B. Remaining Claims of Fraudulent Inducement, Misrepresentation, Undue Influence, and Tortious Interference with Contractual Relationship
Plaintiffs allege a variety of common law claims against Defendants in an effort to invalid the lease agreements. All of the allegations in this context refer to actions and statements made in the process of contract negotiations and prior to the signing of the lease agreements. Generally, the parol evidence rule prevents the introduction of such extrinsic evidence to evaluate a written agreement. See Kropa v. Cabot Oil Gas Corp., 716 F. Supp. 2d 375, 378-79 (M.D. Pa. 2010). However, when a party alleges a deficiency in the formation of a contract — one that would void the existence of an alleged contract — the parol evidence rule is suspended. See id. Both Judge Munley and Judge Caputo of this district have denied the dismissal of such claims based on the above-stated rule. See id., Carey v. New Penn Exploration, LLC, No. 09-cv-188, 2010 WL 1754440 (M.D. Pa. Apr. 28, 2010). Because the parol evidence rule does not, at this juncture, dispose as a matter of law of these claims, we must consider the sufficiency of the factual allegations pled in light of the governing law.
Fraud and claims grounded in fraud must be pled with specificity and particularity. See Fed.R.Civ.Pro. 9(b) and Pa. R. Civ. Pro. 1019(b). An examination of the Amended Complaints shows that the factual allegations often lack specificity and particularity.
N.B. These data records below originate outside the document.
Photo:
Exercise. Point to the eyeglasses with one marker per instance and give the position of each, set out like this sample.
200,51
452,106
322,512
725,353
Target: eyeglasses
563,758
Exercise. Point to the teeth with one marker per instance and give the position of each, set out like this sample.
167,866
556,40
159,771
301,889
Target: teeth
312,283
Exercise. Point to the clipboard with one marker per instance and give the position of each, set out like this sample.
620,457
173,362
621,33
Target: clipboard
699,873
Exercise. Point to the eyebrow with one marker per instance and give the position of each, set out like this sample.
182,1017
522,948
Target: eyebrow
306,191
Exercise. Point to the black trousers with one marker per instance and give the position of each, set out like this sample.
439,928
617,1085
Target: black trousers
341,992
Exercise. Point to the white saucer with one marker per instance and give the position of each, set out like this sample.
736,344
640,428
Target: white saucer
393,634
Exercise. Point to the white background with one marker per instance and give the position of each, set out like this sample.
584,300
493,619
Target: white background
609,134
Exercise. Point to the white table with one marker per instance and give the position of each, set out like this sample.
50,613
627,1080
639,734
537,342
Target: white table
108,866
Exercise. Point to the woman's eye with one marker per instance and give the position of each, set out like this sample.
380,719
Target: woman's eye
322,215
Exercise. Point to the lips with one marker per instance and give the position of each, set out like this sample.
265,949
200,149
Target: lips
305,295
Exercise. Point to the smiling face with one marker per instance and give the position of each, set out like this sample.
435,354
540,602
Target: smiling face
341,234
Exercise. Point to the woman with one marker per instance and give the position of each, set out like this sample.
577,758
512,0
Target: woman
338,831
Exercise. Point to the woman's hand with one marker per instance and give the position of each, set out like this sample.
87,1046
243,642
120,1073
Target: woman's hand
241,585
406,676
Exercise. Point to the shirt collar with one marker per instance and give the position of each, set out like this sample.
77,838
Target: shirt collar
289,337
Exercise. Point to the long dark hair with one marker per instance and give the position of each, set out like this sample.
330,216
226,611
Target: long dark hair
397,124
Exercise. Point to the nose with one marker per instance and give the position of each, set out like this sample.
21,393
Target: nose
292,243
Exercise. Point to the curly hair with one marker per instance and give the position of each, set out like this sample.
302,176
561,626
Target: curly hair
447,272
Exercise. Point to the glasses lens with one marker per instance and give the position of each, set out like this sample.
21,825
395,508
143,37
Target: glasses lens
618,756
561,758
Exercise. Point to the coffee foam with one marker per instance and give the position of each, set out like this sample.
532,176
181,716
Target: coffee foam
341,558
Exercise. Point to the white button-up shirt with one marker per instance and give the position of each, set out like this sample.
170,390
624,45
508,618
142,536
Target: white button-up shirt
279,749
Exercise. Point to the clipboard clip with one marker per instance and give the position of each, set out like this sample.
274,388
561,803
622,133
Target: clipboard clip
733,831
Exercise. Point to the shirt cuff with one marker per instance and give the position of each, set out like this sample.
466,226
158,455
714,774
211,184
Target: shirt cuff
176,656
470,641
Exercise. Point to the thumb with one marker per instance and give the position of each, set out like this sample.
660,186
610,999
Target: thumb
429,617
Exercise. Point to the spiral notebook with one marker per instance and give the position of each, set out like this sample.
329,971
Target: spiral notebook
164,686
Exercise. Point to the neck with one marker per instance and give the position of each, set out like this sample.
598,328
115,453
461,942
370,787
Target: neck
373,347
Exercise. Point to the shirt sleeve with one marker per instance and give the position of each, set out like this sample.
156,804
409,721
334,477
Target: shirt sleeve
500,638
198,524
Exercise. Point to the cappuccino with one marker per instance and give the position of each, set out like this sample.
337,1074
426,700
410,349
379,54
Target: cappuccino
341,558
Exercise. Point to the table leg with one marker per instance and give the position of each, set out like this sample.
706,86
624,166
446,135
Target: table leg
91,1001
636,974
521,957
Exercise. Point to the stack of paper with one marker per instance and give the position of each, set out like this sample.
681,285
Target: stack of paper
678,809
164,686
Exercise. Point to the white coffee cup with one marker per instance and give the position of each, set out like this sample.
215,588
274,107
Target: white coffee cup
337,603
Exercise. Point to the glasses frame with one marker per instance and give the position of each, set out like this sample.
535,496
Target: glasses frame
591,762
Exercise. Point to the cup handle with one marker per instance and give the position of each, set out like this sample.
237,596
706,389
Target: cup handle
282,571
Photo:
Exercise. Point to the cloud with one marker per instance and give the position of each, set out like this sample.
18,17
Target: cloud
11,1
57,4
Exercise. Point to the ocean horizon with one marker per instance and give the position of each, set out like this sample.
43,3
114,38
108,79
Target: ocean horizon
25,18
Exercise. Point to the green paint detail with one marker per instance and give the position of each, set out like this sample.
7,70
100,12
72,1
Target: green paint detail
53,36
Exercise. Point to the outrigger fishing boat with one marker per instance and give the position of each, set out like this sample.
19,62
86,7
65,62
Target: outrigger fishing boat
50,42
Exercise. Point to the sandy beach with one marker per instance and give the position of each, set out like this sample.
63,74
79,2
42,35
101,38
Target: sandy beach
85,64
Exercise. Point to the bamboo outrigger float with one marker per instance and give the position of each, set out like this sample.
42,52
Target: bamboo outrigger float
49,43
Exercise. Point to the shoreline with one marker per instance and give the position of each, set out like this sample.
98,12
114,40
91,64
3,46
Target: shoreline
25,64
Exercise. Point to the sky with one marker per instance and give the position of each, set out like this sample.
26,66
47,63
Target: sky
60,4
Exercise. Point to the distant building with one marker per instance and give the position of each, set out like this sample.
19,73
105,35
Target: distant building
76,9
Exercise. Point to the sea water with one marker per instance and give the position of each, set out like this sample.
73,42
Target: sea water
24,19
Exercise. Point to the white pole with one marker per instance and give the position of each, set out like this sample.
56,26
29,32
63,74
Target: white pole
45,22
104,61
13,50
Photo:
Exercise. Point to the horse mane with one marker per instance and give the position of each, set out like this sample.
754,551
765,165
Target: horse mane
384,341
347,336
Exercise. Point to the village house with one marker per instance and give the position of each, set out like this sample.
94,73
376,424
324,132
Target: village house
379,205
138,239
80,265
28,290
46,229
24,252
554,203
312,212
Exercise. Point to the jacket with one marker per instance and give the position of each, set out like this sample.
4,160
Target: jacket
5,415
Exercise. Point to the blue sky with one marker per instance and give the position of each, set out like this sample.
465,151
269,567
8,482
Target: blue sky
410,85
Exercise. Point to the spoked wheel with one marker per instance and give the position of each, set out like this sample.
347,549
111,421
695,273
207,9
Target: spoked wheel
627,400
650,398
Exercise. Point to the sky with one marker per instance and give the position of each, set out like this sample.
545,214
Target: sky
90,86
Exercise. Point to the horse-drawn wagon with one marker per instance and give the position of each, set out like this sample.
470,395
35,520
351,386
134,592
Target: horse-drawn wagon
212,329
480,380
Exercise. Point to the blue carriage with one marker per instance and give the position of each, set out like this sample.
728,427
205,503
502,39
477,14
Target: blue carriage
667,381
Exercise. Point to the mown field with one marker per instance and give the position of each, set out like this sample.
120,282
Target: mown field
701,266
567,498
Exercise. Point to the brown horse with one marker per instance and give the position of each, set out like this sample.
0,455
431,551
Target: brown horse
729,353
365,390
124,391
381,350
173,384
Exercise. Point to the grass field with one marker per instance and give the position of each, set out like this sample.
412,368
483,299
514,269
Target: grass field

"When a plaintiff does not seek leave to amend a deficient complaint after a defendant moves to dismiss it, the court must inform the plaintiff that he has leave to amend within a set period of time, unless amendment would be inequitable or futile."Grayson v. Mayview State Hosp., 293 F.3d 103, 108 (3d Cir. 2002). We will afford Plaintiffs fourteen (14) days to amend their remaining claims with specificity and particularity. We will not grant Plaintiffs leave to amend Count IV, however, as amendment would be futile in light of Kilmer v. Elexco Land Services, Inc., 990 A.2d 1147 (Pa. 2010). An appropriate order follows.
ORDER
AND NOW, this 1st day of December, 2010, IT IS HEREBY ORDERED THAT:
1. Defendants Motions to Dismiss regarding Counts IV of the Amended Complaints (Docs. 34 35) are GRANTED;
2. Count IV is DISMISSED; and
3. Plaintiffs are allowed FOURTEEN (14) DAYS from the date of this Order in which to file a second amended complaint as to the remaining counts.